In 2000, there were 11 workers who commuted into the municipality and 119 workers who commuted away. The municipality is a net exporter of workers, with about 10.8 workers leaving the municipality for every one entering. Of the working population, 3.2% used public transportation to get to work, and 62.2% used a private car.

==Religion==
From the 2000 census, 355 or 88.1% were Roman Catholic, while 6 or 1.5% belonged to the Swiss Reformed Church. Of the rest of the population, there were 7 individuals (or about 1.74% of the population) who belonged to another Christian church. 28 (or about 6.95% of the population) belonged to no church, are agnostic or atheist, and 7 individuals (or about 1.74% of the population) did not answer the question.

==Education==
In Massonnens about 125 or (31.0%) of the population have completed non-mandatory upper secondary education, and 23 or (5.7%) have completed additional higher education (either university or a Fachhochschule). Of the 23 who completed tertiary schooling, 73.9% were Swiss men, 17.4% were Swiss women.

The Canton of Fribourg school system provides one year of non-obligatory Kindergarten, followed by six years of Primary school. This is followed by three years of obligatory lower Secondary school where the students are separated according to ability and aptitude. Following the lower Secondary students may attend a three or four year optional upper Secondary school. The upper Secondary school is divided into gymnasium (university preparatory) and vocational programs. After they finish the upper Secondary program, students may choose to attend a Tertiary school or continue their apprenticeship.

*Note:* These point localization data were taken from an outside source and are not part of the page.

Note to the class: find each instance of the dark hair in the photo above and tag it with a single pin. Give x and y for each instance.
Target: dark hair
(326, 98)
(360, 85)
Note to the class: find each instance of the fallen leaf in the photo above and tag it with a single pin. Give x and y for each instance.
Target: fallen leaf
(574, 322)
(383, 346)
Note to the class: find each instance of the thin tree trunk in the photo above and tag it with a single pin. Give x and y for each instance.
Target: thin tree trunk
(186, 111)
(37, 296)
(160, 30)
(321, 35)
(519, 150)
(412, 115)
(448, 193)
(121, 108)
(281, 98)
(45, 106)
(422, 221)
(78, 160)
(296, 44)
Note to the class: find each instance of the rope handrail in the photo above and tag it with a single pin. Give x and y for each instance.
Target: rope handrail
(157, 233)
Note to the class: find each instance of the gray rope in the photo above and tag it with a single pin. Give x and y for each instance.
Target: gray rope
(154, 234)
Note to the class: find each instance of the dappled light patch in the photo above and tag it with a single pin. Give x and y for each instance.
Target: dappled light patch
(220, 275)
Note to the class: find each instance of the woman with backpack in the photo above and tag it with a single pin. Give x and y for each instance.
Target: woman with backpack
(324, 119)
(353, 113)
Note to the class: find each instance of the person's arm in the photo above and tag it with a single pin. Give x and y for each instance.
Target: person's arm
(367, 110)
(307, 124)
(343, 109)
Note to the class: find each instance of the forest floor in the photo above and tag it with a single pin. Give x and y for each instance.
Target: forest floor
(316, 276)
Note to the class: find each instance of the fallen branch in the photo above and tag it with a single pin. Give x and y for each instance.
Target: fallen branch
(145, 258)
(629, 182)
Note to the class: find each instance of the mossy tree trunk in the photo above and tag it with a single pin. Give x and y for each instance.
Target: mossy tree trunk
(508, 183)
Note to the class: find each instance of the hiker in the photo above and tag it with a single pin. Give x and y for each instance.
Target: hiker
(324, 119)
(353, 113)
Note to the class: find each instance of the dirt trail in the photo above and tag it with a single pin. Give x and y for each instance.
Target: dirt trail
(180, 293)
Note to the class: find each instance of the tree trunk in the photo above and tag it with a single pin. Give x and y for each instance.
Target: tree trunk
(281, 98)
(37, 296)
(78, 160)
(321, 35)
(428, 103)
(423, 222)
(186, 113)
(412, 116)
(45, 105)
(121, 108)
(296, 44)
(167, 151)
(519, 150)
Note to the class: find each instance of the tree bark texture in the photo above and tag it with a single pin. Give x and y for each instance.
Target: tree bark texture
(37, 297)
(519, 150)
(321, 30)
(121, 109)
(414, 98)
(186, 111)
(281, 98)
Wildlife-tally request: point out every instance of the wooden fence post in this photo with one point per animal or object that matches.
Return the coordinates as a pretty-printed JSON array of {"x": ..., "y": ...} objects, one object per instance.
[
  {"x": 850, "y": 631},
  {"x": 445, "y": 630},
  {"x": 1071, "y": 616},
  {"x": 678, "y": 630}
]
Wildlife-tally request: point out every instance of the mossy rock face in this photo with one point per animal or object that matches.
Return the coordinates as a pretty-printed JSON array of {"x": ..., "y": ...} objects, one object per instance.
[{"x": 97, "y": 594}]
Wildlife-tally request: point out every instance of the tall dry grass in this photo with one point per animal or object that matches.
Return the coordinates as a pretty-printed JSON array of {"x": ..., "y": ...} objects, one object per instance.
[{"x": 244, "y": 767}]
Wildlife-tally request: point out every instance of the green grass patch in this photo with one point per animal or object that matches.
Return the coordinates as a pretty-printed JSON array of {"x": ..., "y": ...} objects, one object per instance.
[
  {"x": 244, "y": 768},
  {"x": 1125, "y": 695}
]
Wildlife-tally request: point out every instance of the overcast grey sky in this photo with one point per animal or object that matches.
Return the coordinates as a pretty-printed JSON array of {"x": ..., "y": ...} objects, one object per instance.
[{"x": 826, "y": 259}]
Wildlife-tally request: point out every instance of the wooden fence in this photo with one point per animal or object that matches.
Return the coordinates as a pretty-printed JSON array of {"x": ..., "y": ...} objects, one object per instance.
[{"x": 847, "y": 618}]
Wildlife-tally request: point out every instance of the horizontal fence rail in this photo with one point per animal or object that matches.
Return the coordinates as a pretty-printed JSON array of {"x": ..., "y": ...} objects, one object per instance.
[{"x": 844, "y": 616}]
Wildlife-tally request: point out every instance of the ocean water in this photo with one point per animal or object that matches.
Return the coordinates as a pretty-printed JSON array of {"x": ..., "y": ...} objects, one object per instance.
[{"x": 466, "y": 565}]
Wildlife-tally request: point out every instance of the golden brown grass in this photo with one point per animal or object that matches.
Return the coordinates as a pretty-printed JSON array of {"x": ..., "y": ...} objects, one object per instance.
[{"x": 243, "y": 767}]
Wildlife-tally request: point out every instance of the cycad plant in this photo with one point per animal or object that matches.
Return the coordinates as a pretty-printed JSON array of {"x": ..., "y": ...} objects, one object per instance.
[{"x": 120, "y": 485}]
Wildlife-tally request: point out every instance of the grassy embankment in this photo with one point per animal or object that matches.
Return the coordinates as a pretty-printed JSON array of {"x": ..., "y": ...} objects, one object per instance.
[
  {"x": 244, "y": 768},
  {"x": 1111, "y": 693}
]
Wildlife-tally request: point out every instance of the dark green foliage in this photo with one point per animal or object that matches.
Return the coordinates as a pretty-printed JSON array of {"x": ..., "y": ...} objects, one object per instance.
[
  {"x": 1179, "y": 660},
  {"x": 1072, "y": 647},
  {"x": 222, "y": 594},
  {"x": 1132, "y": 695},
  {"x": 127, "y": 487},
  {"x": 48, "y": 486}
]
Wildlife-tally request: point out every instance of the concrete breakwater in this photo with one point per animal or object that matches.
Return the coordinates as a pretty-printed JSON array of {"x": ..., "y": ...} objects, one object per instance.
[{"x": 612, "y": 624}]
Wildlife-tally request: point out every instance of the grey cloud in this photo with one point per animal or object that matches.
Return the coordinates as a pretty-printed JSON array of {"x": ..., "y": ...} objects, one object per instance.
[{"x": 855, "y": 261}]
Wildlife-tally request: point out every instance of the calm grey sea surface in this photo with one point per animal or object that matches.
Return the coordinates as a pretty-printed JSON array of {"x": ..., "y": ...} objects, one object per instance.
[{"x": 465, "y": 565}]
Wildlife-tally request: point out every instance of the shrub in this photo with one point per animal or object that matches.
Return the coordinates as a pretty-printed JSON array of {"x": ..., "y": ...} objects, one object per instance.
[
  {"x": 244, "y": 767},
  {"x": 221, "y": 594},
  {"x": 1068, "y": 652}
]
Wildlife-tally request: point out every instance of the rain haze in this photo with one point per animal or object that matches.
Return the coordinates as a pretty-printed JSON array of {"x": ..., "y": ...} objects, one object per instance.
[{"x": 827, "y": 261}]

During the 2010-11 school year, there were a total of 32 students attending 2 classes in Massonnens. A total of 74 students from the municipality attended any school, either in the municipality or outside of it. There was one kindergarten class with a total of 17 students in the municipality. The municipality had one primary class and 15 students. During the same year, there were no lower secondary classes in the municipality, but 15 students attended lower secondary school in a neighboring municipality. There were no upper Secondary classes or vocational classes, but there were 8 upper Secondary students and 15 upper Secondary vocational students who attended classes in another municipality. The municipality had no non-university Tertiary classes, but there were 3 non-university Tertiary students and 2 specialized Tertiary students who attended classes in another municipality.

As of 2000, there were 2 students in Massonnens who came from another municipality, while 52 residents attended schools outside the municipality.